As a former Axion insider, I believe recent criticisms of its low PRQ are understandable but misguided. Micro-cap companies developing new technologies usually spend all their time talking about “how good things are going to be” because they haven’t done anything yet. Happy-talk may sell for a while, but research, development, manufacturing and product commercialization rarely follow a predictable timetable and disappointed stockholders can become big problems when they find themselves traveling the trail of broken promises.
Axion has spent four and a half years quietly taking a disruptive new battery technology from a novel idea to the factory floor. Questions like “will our PbC technology work” and “can we manufacture PbC products in a legacy lead-acid battery plant” have been answered. Today’s big questions are “how can we make our planned PbC products better” and “how can we manufacture PbC products in sufficient volume to meet expected demand.“
Axion owns a plant that is currently making both conventional and PbC batteries. The development path for its new electrode fabrication systems is clearly defined and with the recent Quercus funding, the money to execute the plan is already in the bank. As Axion turns its plans into accomplishments, I’m confident that we’ll hear about them.

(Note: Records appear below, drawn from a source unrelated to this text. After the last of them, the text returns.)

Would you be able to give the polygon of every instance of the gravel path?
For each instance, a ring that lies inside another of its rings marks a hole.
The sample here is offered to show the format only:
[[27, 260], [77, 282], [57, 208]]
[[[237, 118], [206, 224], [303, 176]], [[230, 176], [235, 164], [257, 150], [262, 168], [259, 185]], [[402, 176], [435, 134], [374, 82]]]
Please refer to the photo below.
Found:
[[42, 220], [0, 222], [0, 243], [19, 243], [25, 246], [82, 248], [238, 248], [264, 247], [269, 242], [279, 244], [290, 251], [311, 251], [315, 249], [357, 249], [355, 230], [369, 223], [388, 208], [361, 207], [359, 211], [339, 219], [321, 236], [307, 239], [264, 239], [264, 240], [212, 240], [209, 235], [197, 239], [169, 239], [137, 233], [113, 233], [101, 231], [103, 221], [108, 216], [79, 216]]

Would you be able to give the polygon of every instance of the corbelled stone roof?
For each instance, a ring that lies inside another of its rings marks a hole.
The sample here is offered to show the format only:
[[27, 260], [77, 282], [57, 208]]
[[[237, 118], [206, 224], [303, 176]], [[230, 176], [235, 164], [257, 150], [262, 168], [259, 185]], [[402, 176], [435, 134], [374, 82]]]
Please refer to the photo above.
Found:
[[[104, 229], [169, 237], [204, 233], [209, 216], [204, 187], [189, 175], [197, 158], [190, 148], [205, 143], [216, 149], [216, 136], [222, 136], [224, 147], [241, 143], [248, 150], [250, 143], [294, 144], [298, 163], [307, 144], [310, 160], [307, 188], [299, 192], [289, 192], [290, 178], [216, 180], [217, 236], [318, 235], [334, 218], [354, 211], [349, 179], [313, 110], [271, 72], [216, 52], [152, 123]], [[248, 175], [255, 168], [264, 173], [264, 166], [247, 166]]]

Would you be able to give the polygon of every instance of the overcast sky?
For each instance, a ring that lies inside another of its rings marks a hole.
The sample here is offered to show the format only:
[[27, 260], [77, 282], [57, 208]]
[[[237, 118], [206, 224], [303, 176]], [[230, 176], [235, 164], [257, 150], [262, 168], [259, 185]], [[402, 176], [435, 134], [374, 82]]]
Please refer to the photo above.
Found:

What we won’t hear about are the batteries Axion plans to sell for use in products that somebody else plans to make beginning in 2010.
Two Axion directors who were its biggest pre-Quercus investors built four private companies from the ground up and then sold them to industrial giants. Management understands that planning, studies and white papers are nice, but the only thing that really matters is execution; making a product for sale to real customers with current needs.
Axion has a low PRQ. It also has a four and one-half year track record of sequential accomplishment, something to which most small companies can only aspire. Axion’s “milestones achieved quotient” (MAQ) is enviable. So is the management team’s “put your money where your mouth is quotient” (PYMWYMIQ).
My mother taught me that actions speak louder than words. Given a choice between PR hype that creates temporary price action and a substantial track record that builds solid shareholder value, I’ll take the track record!
As a former insider, I applaud you for taking the time to speak. It took about 30 seconds to trace who you probably are, and I am glad you put in an appearance.
-There is no doubt that many of the nanocaps are hot air balloons first and foremost, and well-heeled companies second. But that does not make PR inherently evil, and I am positive that you know precisely what I mean. It is a question of balance.
-How balanced is AXPW? It has basically been ignored while it claims to have an exceptional technology. That is not just a matter of share price, it is a matter of trading volume too (and who could suggest -that- is not a problem).
-It also may be that that Axion does not need a higher share price at the moment. It is possible. But reasonable degree of PR brings opportunity, and the PR needed most is evidence "out there" that this thing really works. I think you really need some white papers that can be examined carefully. It is dangerous to put out pop-sci info, because the flamers will try to make you look like a turkey in no time.
-Life is much more fun when the market gets the message. And you know that. So I don't really buy your argument, but I hope you do not take offence because I mean to give none.
-This is a topic of some passion for many. If AXPW has something, it is time to show some cards, and I believe you will.
The biggest problem with building a track record or even publishing a white paper is that you have to carry a testing cycle through failure and then analyze the data before you can publish anything more than a progress report.
Axion has announced a number of important pending initiatives including the design and installation of a second generation electrode fabrication line, a NYSERDA funded utility grid demonstration and a planned HEV demonstration. As these projects reach important milestones, I believe Axion will release the details. But until the milestones are reached it is unlikely to put out news that might be interpreted as noise.
I for one would love to see higher prices and more volume. But I would prefer to see both build slowly based on tangible accomplishment. Over the years I've seen small companies do incredible damage to themselves and their stockholders by speaking too early or too often. Surprising the market with more than it expects is always a joy but trying to explain away unkept promises is often a catastrophe.
My best observation is that Axion's management does not speak lightly, but it's always a good idea to listen carefully when they have something to say. It's also a good idea to read all of its SEC reports because they contain a wealth of hard data.
I hate talking about patience because I have so little myself. But it is a virtue.